Kami juga melihat tempat-tempat dan acara olahraga secara proaktif menghapuskan sedotan, sementara tempat-tempat lain telah meningkatkan jumlah air mancur dan mengganti-gelas plastik sekali pakai dengan yang dapat digunakan kembali. Bahkan stadion di India telah menerapkan-kebijakan nol limbah. Raksasa taman hiburan Disney mengumumkan inisiatif pengurangan plastik di seluruh taman dan hotelnya, sekaligus mengurangi penggunaan kantong plastik. Hal ini diperkirakan akan menghilangkan 175 juta sedotan dan 13 juta batang pengaduk setiap tahunnya. Akuarium di Amerika Serikat telah membentuk Aliansi Kemitraan Konservasi Akuarium, dengan 22 akuarium yang bergabung hingga saat ini.
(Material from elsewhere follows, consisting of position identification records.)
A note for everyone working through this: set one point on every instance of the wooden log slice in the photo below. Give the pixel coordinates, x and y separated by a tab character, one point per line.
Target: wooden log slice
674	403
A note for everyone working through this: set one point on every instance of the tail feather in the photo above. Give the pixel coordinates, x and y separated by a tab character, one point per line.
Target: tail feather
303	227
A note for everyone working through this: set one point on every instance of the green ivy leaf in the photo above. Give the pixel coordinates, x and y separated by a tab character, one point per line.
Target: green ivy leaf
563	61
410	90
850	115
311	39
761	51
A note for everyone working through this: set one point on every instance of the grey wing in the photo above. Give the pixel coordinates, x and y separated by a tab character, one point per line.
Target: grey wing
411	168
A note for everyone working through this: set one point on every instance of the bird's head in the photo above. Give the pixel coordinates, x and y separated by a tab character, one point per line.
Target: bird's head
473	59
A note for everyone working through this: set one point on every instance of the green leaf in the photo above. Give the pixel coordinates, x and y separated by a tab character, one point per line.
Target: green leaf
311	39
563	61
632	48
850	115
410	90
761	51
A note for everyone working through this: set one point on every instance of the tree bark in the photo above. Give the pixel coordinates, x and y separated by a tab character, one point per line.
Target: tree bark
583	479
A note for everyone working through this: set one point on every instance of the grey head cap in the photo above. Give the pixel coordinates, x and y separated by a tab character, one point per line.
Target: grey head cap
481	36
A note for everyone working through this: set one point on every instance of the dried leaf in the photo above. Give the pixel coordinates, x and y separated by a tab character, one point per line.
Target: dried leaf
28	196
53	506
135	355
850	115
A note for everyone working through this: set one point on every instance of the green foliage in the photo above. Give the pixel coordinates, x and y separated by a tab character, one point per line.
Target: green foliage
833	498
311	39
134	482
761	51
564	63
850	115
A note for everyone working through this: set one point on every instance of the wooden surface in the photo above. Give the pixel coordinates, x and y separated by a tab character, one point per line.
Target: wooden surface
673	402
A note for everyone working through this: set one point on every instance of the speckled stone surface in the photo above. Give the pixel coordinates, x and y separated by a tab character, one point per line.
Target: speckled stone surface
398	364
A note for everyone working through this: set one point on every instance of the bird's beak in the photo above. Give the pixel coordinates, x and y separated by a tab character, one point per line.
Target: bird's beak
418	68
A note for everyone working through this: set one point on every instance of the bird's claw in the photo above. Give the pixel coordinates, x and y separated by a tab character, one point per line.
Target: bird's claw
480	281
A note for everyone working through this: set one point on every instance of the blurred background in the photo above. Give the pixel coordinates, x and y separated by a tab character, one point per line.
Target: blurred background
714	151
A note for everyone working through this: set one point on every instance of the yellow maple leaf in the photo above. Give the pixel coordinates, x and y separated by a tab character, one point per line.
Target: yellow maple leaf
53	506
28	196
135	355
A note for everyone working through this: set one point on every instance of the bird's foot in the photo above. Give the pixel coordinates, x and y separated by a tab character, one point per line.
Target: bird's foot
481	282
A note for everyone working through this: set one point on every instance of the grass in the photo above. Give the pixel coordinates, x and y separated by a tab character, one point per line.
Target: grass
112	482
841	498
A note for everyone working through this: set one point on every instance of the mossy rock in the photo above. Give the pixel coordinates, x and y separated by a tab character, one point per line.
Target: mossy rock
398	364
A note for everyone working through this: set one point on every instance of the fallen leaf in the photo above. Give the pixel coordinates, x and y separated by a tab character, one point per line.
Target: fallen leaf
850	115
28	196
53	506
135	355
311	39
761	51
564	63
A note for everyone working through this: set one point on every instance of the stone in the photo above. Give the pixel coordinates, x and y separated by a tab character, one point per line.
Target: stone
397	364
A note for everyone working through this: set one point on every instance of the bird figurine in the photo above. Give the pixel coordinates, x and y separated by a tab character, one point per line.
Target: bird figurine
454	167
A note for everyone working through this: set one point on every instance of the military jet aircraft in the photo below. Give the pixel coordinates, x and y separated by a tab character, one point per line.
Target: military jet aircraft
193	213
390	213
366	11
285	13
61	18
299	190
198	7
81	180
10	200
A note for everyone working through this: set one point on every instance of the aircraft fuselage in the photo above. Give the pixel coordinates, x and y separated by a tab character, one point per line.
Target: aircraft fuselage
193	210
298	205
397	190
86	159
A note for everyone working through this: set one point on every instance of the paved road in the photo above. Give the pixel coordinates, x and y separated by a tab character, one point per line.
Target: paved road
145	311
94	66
Tidak hanya-pilihan tempat bersantap di lokasi mereka yang sepenuhnya-bebas plastik, namun mereka juga mempromosikan pendidikan lingkungan dan pameran terkait, yang selanjutnya memengaruhi sekolah, komunitas, dan restoran di sekitarnya.

 

 

Pernahkah Anda menghadapi situasi di mana kemasan dalam dan luar harus memenuhi persyaratan biodegradable untuk dapat diimpor atau dijual di pasar?